Open greg-8090 opened 2 weeks ago
@greg-8090 ack and we'll fix the documentation
the guide was writen before we released NxD library that is recommended as default for distributed training https://awsdocs-neuron.readthedocs-hosted.com/en/latest/libraries/nxd-training/index.html
will follow up with more explicit examples in next couple of hours
Could you please point me to where the new examples are? Also, I notice NxD applies only to training, but I am trying to use XLA when running inference, and I want to know how to use multiple Neuron cores when doing that. Thanks in advance!
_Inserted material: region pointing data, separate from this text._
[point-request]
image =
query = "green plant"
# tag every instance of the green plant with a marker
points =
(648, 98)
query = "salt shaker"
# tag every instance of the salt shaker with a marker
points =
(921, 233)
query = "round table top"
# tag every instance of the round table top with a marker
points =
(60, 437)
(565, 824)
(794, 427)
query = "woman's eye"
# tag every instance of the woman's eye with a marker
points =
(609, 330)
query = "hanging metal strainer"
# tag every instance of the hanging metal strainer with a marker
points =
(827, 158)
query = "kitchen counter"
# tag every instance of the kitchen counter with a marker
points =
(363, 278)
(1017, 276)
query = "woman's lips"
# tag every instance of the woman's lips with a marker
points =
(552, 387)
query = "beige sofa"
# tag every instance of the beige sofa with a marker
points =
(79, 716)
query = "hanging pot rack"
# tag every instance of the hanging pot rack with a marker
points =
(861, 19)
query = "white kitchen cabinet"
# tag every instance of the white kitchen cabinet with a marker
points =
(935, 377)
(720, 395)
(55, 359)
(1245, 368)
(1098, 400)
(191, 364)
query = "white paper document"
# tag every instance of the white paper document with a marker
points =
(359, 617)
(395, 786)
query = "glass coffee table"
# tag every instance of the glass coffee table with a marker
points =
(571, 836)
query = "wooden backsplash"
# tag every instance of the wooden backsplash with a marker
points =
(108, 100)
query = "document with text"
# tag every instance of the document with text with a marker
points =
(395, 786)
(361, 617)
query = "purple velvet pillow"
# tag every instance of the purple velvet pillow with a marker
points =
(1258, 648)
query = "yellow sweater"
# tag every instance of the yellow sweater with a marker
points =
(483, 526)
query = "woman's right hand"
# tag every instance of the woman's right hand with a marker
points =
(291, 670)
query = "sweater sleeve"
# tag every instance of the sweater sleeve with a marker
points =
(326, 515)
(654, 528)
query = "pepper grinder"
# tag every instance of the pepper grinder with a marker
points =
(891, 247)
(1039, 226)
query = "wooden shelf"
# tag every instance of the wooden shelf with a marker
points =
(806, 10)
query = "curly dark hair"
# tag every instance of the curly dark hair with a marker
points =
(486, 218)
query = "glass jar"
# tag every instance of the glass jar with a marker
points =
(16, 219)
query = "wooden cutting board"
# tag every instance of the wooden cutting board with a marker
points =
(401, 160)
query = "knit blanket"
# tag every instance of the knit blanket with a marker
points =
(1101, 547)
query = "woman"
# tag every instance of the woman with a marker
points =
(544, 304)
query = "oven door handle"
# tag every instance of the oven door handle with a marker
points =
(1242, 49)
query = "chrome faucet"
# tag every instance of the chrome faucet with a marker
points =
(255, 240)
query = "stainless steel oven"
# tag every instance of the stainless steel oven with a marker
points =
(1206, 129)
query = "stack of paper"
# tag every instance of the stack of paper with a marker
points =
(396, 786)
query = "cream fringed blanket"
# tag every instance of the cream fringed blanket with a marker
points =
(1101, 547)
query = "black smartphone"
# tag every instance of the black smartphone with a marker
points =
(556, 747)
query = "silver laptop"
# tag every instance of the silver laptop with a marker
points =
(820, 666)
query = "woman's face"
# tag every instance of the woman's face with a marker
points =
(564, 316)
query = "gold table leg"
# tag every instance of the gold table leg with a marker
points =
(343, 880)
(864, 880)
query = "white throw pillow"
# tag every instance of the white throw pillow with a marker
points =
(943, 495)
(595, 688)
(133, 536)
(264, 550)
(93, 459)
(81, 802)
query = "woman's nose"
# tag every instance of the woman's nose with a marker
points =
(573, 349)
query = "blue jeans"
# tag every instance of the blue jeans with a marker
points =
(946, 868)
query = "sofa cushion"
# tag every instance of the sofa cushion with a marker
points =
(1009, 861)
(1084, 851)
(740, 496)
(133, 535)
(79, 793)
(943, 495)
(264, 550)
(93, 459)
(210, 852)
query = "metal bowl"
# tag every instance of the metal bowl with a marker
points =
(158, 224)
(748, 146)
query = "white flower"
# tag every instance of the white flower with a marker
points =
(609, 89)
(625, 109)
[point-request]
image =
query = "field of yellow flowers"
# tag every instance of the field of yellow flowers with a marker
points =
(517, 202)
@greg-8090 Here is the guide to NxD Inference. The code examples show how to use multi-cores with Neuron. https://awsdocs-neuron.readthedocs-hosted.com/en/latest/libraries/neuronx-distributed/neuronx_distributed_inference_developer_guide.html
This is the XLA documentation:
https://awsdocs-neuron.readthedocs-hosted.com/en/latest/frameworks/torch/torch-neuronx/programming-guide/training/pytorch-neuron-programming-guide.html#neuron-xla-device
And here is the relevant line: "With PyTorch NeuronX the default XLA device is mapped to a NeuronCore. By default, one NeuronCore is configured."
However, there is no guidance on how to use multiple cores.